I've had some significant high points in writing for publication. And even a few welcome surprises.
I won an award at a writers' conference. I've seen my stories published in parenting magazines across the country. I still sell the occasional reprint. Years ago, I had a column run in my local paper. (i loved writing locally, by the way!) I stumbled my way into journalism. I've met and interviewed accomplished and best-selling authors. Writing has even opened one or two doors to (gulp) public speaking.
Then there are the low points.
The rejections. The "no replies" from editors. The waiting to hear back after submissions. The hoping for good news but really just want any news to indicate that the submission was read. The ultimate let down for me was making it to the final stage for a Chicken Soup title, signing a contract with them, only to not make the final cut.
It was like a roller-coaster s-l-o-w-l-y climbing straight to the highest spot on the ride, where all you can see is the sky, a brief pause once there, and then barreling downhill in a fraction of the time it took to get to the top.

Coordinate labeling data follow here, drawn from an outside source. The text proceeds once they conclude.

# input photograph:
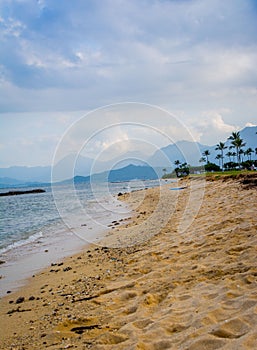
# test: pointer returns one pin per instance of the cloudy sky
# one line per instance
(59, 60)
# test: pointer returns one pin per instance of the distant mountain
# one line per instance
(128, 173)
(71, 165)
(191, 152)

It's funny how the high points in writing for publication can make you feel really good about it all. And the low points can make you question whether or not you should even call yourself a writer.

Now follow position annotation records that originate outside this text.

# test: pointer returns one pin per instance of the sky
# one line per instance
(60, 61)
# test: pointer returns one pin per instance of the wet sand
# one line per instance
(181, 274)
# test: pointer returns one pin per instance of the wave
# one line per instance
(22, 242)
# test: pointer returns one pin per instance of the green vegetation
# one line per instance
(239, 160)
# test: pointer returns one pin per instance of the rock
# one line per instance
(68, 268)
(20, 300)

I'm in one of those in between spots. I'm writing. I'm waiting. I'm playing the comparison game. Comparing my bylines with other journalists, bloggers, authors, etc. I'm questioning my ideas. Should I follow through with it or toss it?
My focus for the last few weeks has been towards the low points.
That focus may have shifted a bit after a random conversation that I had last night after my kids' band concert. As I was waiting for the kids, I was visiting with a friend. We chatted about our kids in sports, our kids driving cars and other general stuff.
As we said goodbye and turned to walk away she calls out "You keep writing and I'll keep reading."
She had no idea how much I needed to hear that.
That is a high point in this roller-coaster ride of writing.
Today I'm using the speed from the downhill part of the ride to boost me through the next loop-ty-loop.
Thanks for joining me here at the amusement park I call Write-On, Mom! And for my friend who made the comment to me last night: Thanks for reading. I'll keep writing.